Thirdly, the impact of recommendation algorithms on short video addiction should be considered. Issues such as gaming addiction and problematic use of social networking sites have been widely studied, but few scholars have explored the causes of addiction from a technological or device perspective. Short video addiction, as a newly emerging problem triggered by technology, is particularly relevant in this regard. It is well known that the development of algorithms has improved work efficiency in various industries and brought about new opportunities. However, while algorithms bring convenience to people, the risks and challenges they pose have also raised concerns in various fields. The recommendation algorithms of short video platforms are constantly evolving based on market feedback, and the specific parameters of the algorithms evolve based on changes in users’ personal information and usage behavior. The more users engage with short videos, the more the recommendation algorithm caters to their preferences, leading to deeper involvement ( Zhang and Liu, 2021 ). Unlike general social networking platforms, the key interaction in short video usage is not between users and their social networks, but between users and the so-called algorithm itself ( Bhandari and Bimo, 2020 ). This suggests that there may be a closed loop between short video usage and algorithm optimization, and if this effect continues, it may lead to more users becoming addicted and have a greater social impact. Therefore, simply treating the technological support behind short video services as a black box is not a long-term solution, as neglecting personalized algorithms in studying the impact of short videos on users may not truly address the core issue. Considering this, it is worth considering the “supply-side” perspective: if platforms blindly pursue rich user profiles and precise content recommendations, it will only lead to more users becoming addicted.

5.2 Practical measures

On the practical application level, short videos are a double-edged sword for users, especially minors. When directed toward correct, meaningful, and valuable content, short videos can provide knowledge and education. However, negative content in short videos can easily lead users, especially minors, to become addicted to shallow pleasures, which can harm their physical and mental health and even affect the formation of their correct values. It is evident that the problem of short video addiction is a complex social issue that requires the joint efforts of society. Therefore, we can clarify the obligations and responsibilities of relevant parties such as short video producers, platforms, and regulators in preventing short video addiction through legislation.
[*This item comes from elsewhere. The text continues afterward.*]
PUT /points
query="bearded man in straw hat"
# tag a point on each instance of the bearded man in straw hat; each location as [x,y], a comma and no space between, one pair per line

Firstly, from the perspective of short video producers, influencers are the backbone of maintaining the popularity of short video platforms. The “Douyin Research Report” shows that influencers who are similar to the respondents account for only 4.7% of the total number of platform users, but they have a staggering 97.7% of the total number of fans, and the top 2.7% of their videos attract more than 80% of the platform users’ attention and participation ( Douyin Research Report, 2018 ). In practice, influencers or other content creators often adhere to the rule of “traffic first.” While they may gain immediate benefits, in the long run, it can deplete their vitality. After experiencing explosive growth, short video platforms must inevitably face long-term production and consumption ( Peng, 2019 ). Attracting users relies on high-quality content. Therefore, as the source of content, short video producers should improve their own literacy, adhere to the principle of “content first,” and produce more high-quality short videos that guide users correctly, are rich in content, and provide educational and entertaining value.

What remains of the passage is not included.